November 17th, 2007 at 3:30 pm
I believe that’s being factored in as simply being consistent, which is probably as accurate as it can be for right now.
November 17th, 2007 at 4:02 pm
We could probably work it out - there was that map of withdrawl points on the lake a few days ago. I was suprised how few there were.
November 18th, 2007 at 10:28 am
There are thirteen withdraw points above the dam. That’s more than a few.
Georgia needs to get serious about developing a responsible water supply instead of more misinformation.
November 18th, 2007 at 10:40 am
In advance, I’m NOT PICKING ON YOU JOHNC.
Are you looking at this map:
http://www.ajc.com//metro/content/metro/stories/2007/10/26/watermap.html
It shows 7 or possibly 8 withdrawl points above the dam (#8 being the City of Buford, and thus I am assuming, where Buford Dam is - I don’t live there though; am I wrong?)
November 18th, 2007 at 12:11 pm
Is a 500 cfs savings enough to bring you to a year?
Not by this estimate:
Lake Lanier area: 153.8 km^2 (assume a vertical shoreline)
500 cfs = 3740 gal/sec = 323 million gallons/day
= 1.22 billion liters/day
= 1.22 million cubic meters/day
= 1.22 cm/day reduction in depth (assuming vertical shorelines)
= 0.043 feet/day savings
So now you’re going down, using rkolter’s data, only 0.196 feet/day (roughly) instead of 0.24 feet/day. Divide 18 feet to the deadpool by 0.20 and you get 91 days left until deadpool. The primary source of error here is that I am using a surface area measurement from when the lake was full, and now you are much deeper. A better estimate would be to find how many feet per day the lake dropped before given the net water expenditure (0.24 ft/day?), then multiply it by ([old net outflow/day (all sources) ]- 500 cfs) / [old net outflow/day (all sources) ]. This formula shows, by the way, that it is incorrect to assume that a 50% reduction in outflow through the dam increases your water supply by a factor of two: You need to consider the net outflow by all sources, thirsty humans included.
Best Regards,
~Ben
November 18th, 2007 at 2:33 pm
rkolter,
yes, there are seven and not thirteen.
either way they get a lot rain this winter or run dry.
which brings me back to my statement,
Georgia needs to establish the limits of the water sources and not exceed them.
This reckless policy threatens the entire region, not just one mussel.
November 18th, 2007 at 2:52 pm
The real problem is that the “needs” of Florida (mussels, fisheries, etc) are the only factor taken into account when determining Lanier outflow. I think it’s obvious that the formula for determining output from lanier needs to take into account both inflow and lake level. It’s sort of like setting a household budget without considering how much income you have nor how low your savings account has dwindled.
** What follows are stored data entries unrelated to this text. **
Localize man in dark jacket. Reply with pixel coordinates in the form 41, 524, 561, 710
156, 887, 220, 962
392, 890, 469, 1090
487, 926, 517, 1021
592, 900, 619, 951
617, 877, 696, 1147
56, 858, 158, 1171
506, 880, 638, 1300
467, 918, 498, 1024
It’s very easy to point the finger at Atlanta as a big water user. The truth is though that the water being used by Atlanta or anyone else is only a small fraction of the water being flushed into the ocean in the name of maintaining a the flow rate mandated by EPD and Florida.
November 18th, 2007 at 4:19 pm
No, City of Buford has a 2 MGD plant several miles north of Buford Damn, and slightly to the east. They have a pickup in Big Creek. Big Creek has gotten fairly low, and I don’t know what the minimum usable lake level is for it.
Since CoB is part of Gwinnett County, I imagine in the event of the Big Creek plant going dry, the Gwinnett County pickup (#9) will cross-feed processed water into CoB’s system. I don’t know this for a fact, but I imagine it’s a contingency plan since the GC plant is far more recent, and would be a fallback in the event of anything happening to the CoB plant.
November 18th, 2007 at 4:20 pm
Although it wouldn’t be popular with Florida or Alabama, one fair way to do it would be to determine what the flow at the mouth of the river would be in Florida, were the dam not in place during this drought, and then lower the overflow from the dam(s) to reduce the outflow to that level.
November 18th, 2007 at 7:14 pm
Florida and Alabama own part of the water in the lake.
The dam wasn’t created for sole benefit of Atlanta sprawl.
They shouldn’t depend on the federal government and other states to provide their water storage.
November 18th, 2007 at 7:51 pm
I don’t think some of realize the impact cutting off the water downstream would have on other states.
There will be no water for existing cities, power plants, factories, wildlife, etc.
They will also have zero growth in economy as no factory or business would consider a place with no access to water.
It would be a death sentence to the other states, which is why the laws are the way they are.
Atlanta is a joke. They have the smallest water supply of any major city.
My city had to develop it’s own water supply without any help from the state or federal government. We also don’t want the federal government up stream to build a dam and cut us off because to the reckless sprawl in some of these cities.
These issues are playing out in federal court all over the region.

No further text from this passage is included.